Die Arbeit des OSS in Bern und unter Donovans Führung war nicht ohne Kontroversen. In den USA gab es starke Widerstände gegen Donovans Pläne für einen zentralisierten Geheimdienst. Militärische Führer wie General Sherman Miles und das FBI unter J. Edgar Hoover sahen im OSS eine Bedrohung ihrer eigenen Zuständigkeiten. Hoover blockierte beispielsweise OSS-Operationen in Lateinamerika, während General Douglas MacArthur das OSS aus seinem Pazifik-Kommando ausschloss.
In den letzten Kriegsjahren wurde Donovan von amerikanischen Medien kritisiert, weil er im OSS angeblich nicht entschieden genug gegen prosowjetische Sympathisanten vorging. Diese Vorwürfe waren Teil der zunehmenden Spannungen des Kalten Kriegs, obwohl Donovan selbst ein konservativer Katholik war, der wenig Sympathie für den Kommunismus hegte.

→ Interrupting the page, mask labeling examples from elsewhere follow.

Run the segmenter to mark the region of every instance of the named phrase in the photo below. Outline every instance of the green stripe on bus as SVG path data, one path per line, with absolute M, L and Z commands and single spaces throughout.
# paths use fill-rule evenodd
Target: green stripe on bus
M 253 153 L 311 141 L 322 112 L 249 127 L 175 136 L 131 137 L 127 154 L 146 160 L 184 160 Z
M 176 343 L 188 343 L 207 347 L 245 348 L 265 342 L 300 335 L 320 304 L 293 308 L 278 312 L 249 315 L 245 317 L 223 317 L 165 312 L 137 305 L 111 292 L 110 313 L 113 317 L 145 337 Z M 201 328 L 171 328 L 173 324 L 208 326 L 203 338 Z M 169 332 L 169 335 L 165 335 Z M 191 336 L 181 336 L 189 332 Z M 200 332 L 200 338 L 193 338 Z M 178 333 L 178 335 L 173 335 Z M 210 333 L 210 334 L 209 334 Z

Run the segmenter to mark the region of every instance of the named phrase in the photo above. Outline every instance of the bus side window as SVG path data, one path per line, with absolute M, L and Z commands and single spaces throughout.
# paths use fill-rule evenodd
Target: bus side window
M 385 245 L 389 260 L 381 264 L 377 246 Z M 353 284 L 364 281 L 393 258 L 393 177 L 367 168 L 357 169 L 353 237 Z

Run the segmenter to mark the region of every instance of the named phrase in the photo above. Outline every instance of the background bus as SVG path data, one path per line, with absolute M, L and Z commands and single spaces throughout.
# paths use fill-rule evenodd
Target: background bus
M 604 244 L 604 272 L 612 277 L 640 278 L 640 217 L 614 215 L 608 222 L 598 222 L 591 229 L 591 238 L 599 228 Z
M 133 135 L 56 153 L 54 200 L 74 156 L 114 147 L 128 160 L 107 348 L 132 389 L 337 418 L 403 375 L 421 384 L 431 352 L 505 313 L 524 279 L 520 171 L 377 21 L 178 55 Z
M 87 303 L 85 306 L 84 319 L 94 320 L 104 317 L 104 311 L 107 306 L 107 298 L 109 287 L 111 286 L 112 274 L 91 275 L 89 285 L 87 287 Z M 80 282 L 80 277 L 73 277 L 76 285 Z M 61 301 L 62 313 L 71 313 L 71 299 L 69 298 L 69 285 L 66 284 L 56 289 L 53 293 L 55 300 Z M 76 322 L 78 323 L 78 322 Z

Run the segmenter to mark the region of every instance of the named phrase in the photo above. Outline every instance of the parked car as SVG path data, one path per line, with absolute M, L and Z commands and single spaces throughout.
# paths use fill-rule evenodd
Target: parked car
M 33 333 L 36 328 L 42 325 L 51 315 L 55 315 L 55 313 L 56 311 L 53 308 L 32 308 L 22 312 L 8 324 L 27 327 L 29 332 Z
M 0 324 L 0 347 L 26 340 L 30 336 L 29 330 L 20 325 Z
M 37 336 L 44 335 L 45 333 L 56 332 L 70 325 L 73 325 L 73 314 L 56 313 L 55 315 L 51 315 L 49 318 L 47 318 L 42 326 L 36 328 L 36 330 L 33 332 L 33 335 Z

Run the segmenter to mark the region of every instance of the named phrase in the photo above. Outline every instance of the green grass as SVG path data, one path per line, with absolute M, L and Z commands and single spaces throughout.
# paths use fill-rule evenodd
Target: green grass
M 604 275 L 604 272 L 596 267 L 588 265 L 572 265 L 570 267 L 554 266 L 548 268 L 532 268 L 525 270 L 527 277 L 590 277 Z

Ein weiterer Streitpunkt war Donovans Beteiligung an den Nürnberger Prozessen. Als Assistent des Hauptanklägers Robert H. Jackson setzte er sich dafür ein, das Massaker von Katyn aus der Anklage gegen die Deutschen zu streichen, da es von der Sowjetunion verübt worden war. Diese Entscheidung, beeinflusst von seinem Berater Fabian von Schlabrendorff, einem deutschen Widerstandskämpfer, führte zu Spannungen mit Jackson, da Donovan befürchtete, dass ein „Schauprozess“ das Vertrauen der Deutschen in die Alliierten untergraben könnte.
Das Ende des OSS und Donovans Vermächtnis
Mit dem Ende des Zweiten Weltkriegs wurde das OSS im September 1945 aufgelöst, da Präsident Harry S. Truman zunächst keinen Bedarf für einen permanenten Geheimdienst sah. Donovan kehrte ins Zivilleben zurück und diente später als US-Botschafter in Thailand (1953–1954).
Trotz der Auflösung des OSS setzte er sich weiterhin für die Schaffung eines zentralisierten Geheimdienstes ein, was 1947 zur Gründung der CIA führte. Obwohl Donovan keine führende Rolle in der CIA übernahm, gilt er als ihr geistiger Vater, und eine Statue von ihm steht in der Lobby des CIA-Hauptquartiers in Langley, Virginia.
Die Arbeit des OSS in Bern unter Dulles und Donovans strategischer Leitung lieferte entscheidende Informationen, die die alliierten Kriegsanstrengungen unterstützten. Sie zeigte auch, wie effektiv ein gut organisierter Geheimdienst in einem neutralen Land operieren konnte. Donovans unkonventioneller Ansatz – seine Bereitschaft, Risiken einzugehen, vielfältige Talente zu rekrutieren und mit den Briten eng zusammenzuarbeiten – prägte die moderne amerikanische nachrichtendienstliche Arbeit nachhaltig.
Das OSS in Bern war während des Zweiten Weltkriegs ein zentraler Knotenpunkt für nachrichtendienstliche Operationen, geleitet von Allen Dulles unter der strategischen Führung von William J. Donovan.
Die Schweiz bot als neutrales Land ideale Bedingungen für Spionage, und Dulles’ Netzwerk lieferte wertvolle Informationen über die Achsenmächte und den deutschen Widerstand. Donovan, als Gründer und Leiter des OSS, war die treibende Kraft hinter diesen Erfolgen, obwohl er mit internen und externen Widerständen zu kämpfen hatte. Sein Vermächtnis als „Vater der amerikanischen Geheimdienste“ bleibt unbestritten, und die Operationen in Bern sind ein eindrucksvolles Beispiel für seinen visionären Ansatz.